In October, security researchers spotted a new element of TrickBot that seemed designed to hack computers’ deep-seated UEFI firmware—a technique that could make their malware far harder to detect or eradicate—and would represent the first known case of cybercriminals, rather than state-sponsored cyberspies, hacking UEFI. That same month, a tech industry alliance of security companies and Microsoft took legal action to force internet service providers to take down TrickBot’s US-based command-and-control servers. US Cyber Command launched a separate operation that hacked the botnet and cut off the majority of its enslaved machines from their operators. Given this group’s adaptability and aggression, however, expect TrickBot to return with a vengeance in 2021.

GRU Hackers

Hacking groups within Russia’s GRU military intelligence agency like Fancy Bear and Sandworm didn’t cause the sort of mayhem this year that they did in the last decade—or the electoral sabotage that the security community feared as November approached. But they didn’t exactly sit 2020 out, either: Microsoft warned in September that Fancy Bear had attempted to hack hundreds of targets, many of which were tied to the upcoming election, including political campaigns and consultancies. In November, UK and US intelligence jointly warned that the GRU hackers had also laid the groundwork to sabotage the 2020 Summer Olympics in Tokyo, before the games were ultimately delayed due to Covid-19. That cybersabotage was seemingly intended as another act of revenge for Russia being banned from the Olympics for its athletes’ coordinated use of performance-enhancing drugs. Given that the GRU hackers known as Sandworm carried out a cyberattack that crippled the IT backend of the 2018 Winter Olympics in Pyeongchang in exactly that sort of retaliatory action, a repeat performance was to be expected. And with the Tokyo Olympics now scheduled for the summer of 2021, be prepared for the GRU’s hackers to try yet again.

Berserk Bear

The GRU and SVR weren’t the only Russian hackers breaching US critical infrastructure and threatening electoral systems over the last year. So, too, was a group known as Berserk Bear, widely believed to work in the service of Russia’s FSB. In October, the Cybersecurity and Infrastructure Security Agency warned that Berserk Bear had carried out a broad hacking campaign targeting state, local, territorial, and tribal government agencies, as well as victims in the aviation sector. Exactly what that hacking spree was intended to accomplish remains far from clear. In fact, Berserk Bear has breached sensitive American targets for years, including a series of power grid compromises in 2017 that gave them hands-on-the-controls access to some US electric utilities.
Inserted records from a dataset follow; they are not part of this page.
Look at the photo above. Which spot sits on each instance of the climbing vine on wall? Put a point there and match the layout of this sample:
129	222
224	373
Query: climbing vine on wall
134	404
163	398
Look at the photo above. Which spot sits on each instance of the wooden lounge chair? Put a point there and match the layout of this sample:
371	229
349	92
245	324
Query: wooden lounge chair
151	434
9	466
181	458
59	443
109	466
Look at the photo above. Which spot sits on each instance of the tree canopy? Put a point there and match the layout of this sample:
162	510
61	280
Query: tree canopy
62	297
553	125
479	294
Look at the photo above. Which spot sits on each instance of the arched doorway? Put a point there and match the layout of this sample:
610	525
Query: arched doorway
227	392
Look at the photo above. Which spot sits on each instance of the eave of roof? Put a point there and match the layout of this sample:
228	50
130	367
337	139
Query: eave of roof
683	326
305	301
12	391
Unlike the GRU, the group has never pulled the trigger; it’s never actually used its access to carry out disruptive actions. But its continued efforts to hold US critical infrastructure at risk makes it one of the world’s most dangerous hacking teams.

Iran’s IRGC Hackers

Despite the security community’s fears that Russia would repeat its 2016 election interference this year, it was Iran who got caught attempting an actual influence operation designed to sow chaos in the early days of November. After gaining access to US voter registration data, hackers working for Iran’s Islamic Revolutionary Guard Corps sent a blast of emails to Florida voters, impersonating the alt-right Proud Boys group and threatening anyone who didn’t vote for Trump, according to the Office of the Director of National Intelligence. The intimidation campaign seemed less designed to sway the election for Trump than to create confusion and further political division. By almost any measure, it failed: US intelligence unmasked the campaign almost immediately. Nonetheless, it demonstrates the growing desire of Iran’s IRGC to reach across the world and inject chaos.